Congratulations to composer Ben Frost and dancer Lee Serle on being chosen for a year of mentoring in the Rolex Arts Initiative. Each year the program awards six mentorships to outstanding emerging artists working in dance, film, literature, music, theatre and visual art. This year, rather remarkably, two of the six awards were given to Australians. In the music category, Frost, a 30-year-old composer, producer and musician originally from Melbourne but now based in Reykjavik, will be mentored by the composer Brian Eno. You might have heard Frost’s music in the Chunky Move productions Glow, Black Marrow and Mortal Engine, or his album Steel Wound. In the dance category, Lee Serle, who is 28, will be mentored by renowned American choreographer Trisha Brown. He graduated from the VCA in 2003 and has appeared with Lucy Guerin Inc and in Chunky Move’s Mortal Engine, I Want to Dance Better at Parties, Two Faced Bastard and I Like This. His choreographic credits include A Little Murky and I’m in Love.

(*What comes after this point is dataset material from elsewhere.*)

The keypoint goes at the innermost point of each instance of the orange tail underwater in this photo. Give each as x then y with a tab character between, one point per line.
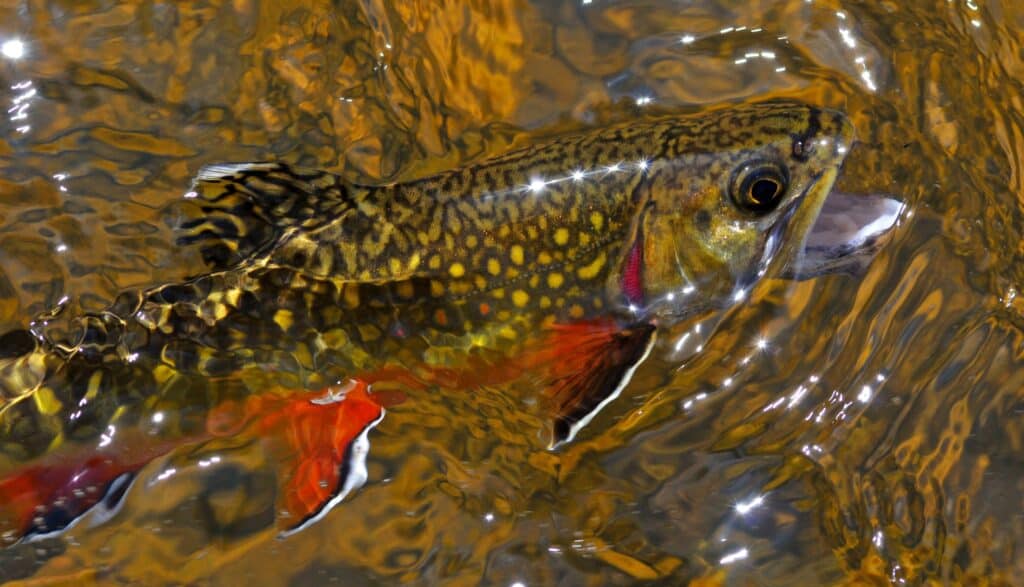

Given the pair’s connection with Chunky Move, artistic director Gideon Obarzanek is understandably delighted. Though Frost and Serle are Australia’s third and fourth Rolex protégées, they are the first from the live arts categories as well as the first Victorians. The previous Australian winners were both novelists from New South Wales: Julia Leigh, mentored by Toni Morrison in 2002-03 and Tara June Winch by Wole Soyinka in 2008-09. Frost and Serle will each be mentored across a year and in addition will receive US$25,000 and be eligible for a further US$25,000 to create a project in the subsequent year. Rolex Mentor & Protégé Arts Initiative

Paolo Castro, Superheroes Paolo Castro, Superheroes
photo RODEO
everyday heroes & superheroes

Everyone loves a hero, flawed or otherwise. If you prefer them humble and homemade, then you’re bound to be pleased by NightTime State Wide: Everyday Hero. Like previous NightTime programs (see RT78 and RT91). Everyday Hero is an evening of short, live artworks curated by Lara Thoms and, this time, Jess Olivieri. Created by emerging and established Sydney artists such as John A Douglas, Renny Kodgers, Julie-Anne Long, Jason Pitt with Jade Dewi, Natalie Randall, Justin Shoulder, Anna Tregloan with Rita Kalnejais, and David Franzke and Alice Williams, the evening explores a range of everyday heroes: stay-at-home mums, unconventional fathers, child starlets, and even yourself (you get to try on a superhero costume). If you missed them in June at Performance Space, then you can see these heroes in action at Tamworth Regional Gallery (July 31), Lake Macquarie City Art Gallery (October 16), and Orange Regional Gallery (September 4).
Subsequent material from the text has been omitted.